Fields in Logs

A log line contains different attributes attached to it. These attributes helps you to filter your logs so that you can write effiecient queries and get your results faster. These attributes are reffered to as fields in SigNoz.

There are two kind of fields interesting and selected .

Interesting Log Fields

These kind of fields are the resource and log attributes which are parsed by the otel collector but is not indexed. These fields are also not auto suggested by the query builder. But you can still use these fields for querying by writing the query manually.

Selected Log Fields

These are created by converting an interesting field. When a interesting field is converted to selected field, an index is added to the field so that queries for this fields are faster. In addition to that when you write a query this fields will be autosuggested. Selected fields are also displyed explicitly with each log line.

Configuring the SigNoz Collector

If you take a look in the SigNoz repository, you’ll find the configuration for the collector in /deploy/docker/clickhouse-setup/otel-collector-config.yaml You can edit this file to filter what logs are being stored after being received by the collector.

After editing this file, you’ll need to restart the collector. If using Docker, the command would be docker restart signoz-otel-collector

Adding Atttributes

To add attributes to all lines logged by this collector, add a section to the processors to add an attribute. This example is a bit contrived, but let’s say that this collector is only gathering data for a single client organization:

      - key: client_id
        value: 1123
        action: insert

Adding this mapping, however, isn’t enough to add the attribute, we haven’t yet added this processor to our pipeline, check the pipelines mapping for logs:

      receivers: [otlp, tcplog/docker]
      processors: [logstransform/internal, batch]
      exporters: [clickhouselogsexporter]'

To actually affect our data, we must add it to the pipeline. The revised version looks like this:

      receivers: [otlp, tcplog/docker]
      processors: [attributes/clientid, logstransform/internal, batch]
      exporters: [clickhouselogsexporter]

Creating Log Fields

By default whenever you receive a log from a non OTLP receivers it will be stored directly in the body and you won't be able to filter logs based on fields/attributes. Opentelemetry provides different ways to parse attributes from your logs using different operators that the available. These parsed attributes are referred to as fields in signoz.

Ex :- Lets say we have our logs formatted as

{"time": "2022-09-20,15:27:17 +0530", "message": "Logging test...", "service": "python"}

Here we have a timestamp, a message and an attribute named service.

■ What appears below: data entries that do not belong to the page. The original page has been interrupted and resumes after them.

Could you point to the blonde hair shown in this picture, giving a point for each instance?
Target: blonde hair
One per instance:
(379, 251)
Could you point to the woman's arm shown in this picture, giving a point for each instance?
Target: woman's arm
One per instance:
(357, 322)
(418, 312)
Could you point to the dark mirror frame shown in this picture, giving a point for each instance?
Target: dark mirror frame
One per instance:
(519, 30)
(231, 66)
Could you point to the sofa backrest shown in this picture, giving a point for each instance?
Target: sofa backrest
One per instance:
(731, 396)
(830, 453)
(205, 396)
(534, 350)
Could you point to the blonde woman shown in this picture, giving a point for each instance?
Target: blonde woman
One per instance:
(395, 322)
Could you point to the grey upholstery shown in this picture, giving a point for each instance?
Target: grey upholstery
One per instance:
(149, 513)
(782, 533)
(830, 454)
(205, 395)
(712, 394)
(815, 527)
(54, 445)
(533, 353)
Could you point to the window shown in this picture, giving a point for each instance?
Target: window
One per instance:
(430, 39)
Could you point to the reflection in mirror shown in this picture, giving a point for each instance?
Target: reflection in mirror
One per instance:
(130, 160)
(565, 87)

Now we will have to parse these in our otel collector config.

    include: [ /tmp/app.log ]
    start_at: beginning
        - type: json_parser
            parse_from: attributes.time
            layout: '%Y-%m-%d,%H:%M:%S %z'
        - type: move
        from: attributes.message
        to: body
        - type: remove
        field: attributes.time
  • In the yaml file above we are using the json parser. This will parse the json log line and add it in the attributes key.
  • Since we want to populate timestamp we are using the timestamp parser and pointing it to attributes.time which was parsed by the json parser.
  • Now we want the value inside message key to be in the log body, so we are moving it to body using move operator.
  • And finally we are removing time from attributes as we have already populated the value of timestamp from it.

Transforming Attributes

Logs data can be transformed arbitrarily using the OpenTelemetry Transformation Language (OTTL). It’s not necessary or practical to learn all the ins and outs of this language, but let’s start with a simple bit of processing that adds some useful attributes.

Within the processors section. we’ll add a transform

    - context: log
        - set(severity_text, "FAIL") where body == "request failed"

When faced with excessively high cardinality data, it may be useful to 'crush' attribute values by replacing with generics. Here’s an example where some metric crushing will make our lives easier later

  replace_match(attributes[""], "/user/*/list/*", "/user/{userId}/list/{listId}")

Removing Sensitive Data from Logs

The collector is one more place where you can control potentially sensitive data from being collected or transmitted. You can remove attributes with simple regex-style matching, like in this example where all values should be removed:

    - context: log
        - set(severity_text, "FAIL") where body == "request failed"
        - replace_match(attributes["social_security_number"], "*", "{userSocial}")

Or you can use pattern matching to find any strings that look similar:

    - context: log
        - set(severity_text, "FAIL") where body == "request failed"
        - replace_all_patterns(attributes, "value", "^\\D*\\d{3}-\\d{2}-\\d{4}", "{ss_number}")

Remember that in these examples you'll need to add transform to the pipeline section of your config and restart the collector for these changes to take effect. The result is a value replaced with a placeholder

a detail view of a log with the attribute for a social security number replaced with a placeholder
Either of the above configurations results in this much safer placeholder.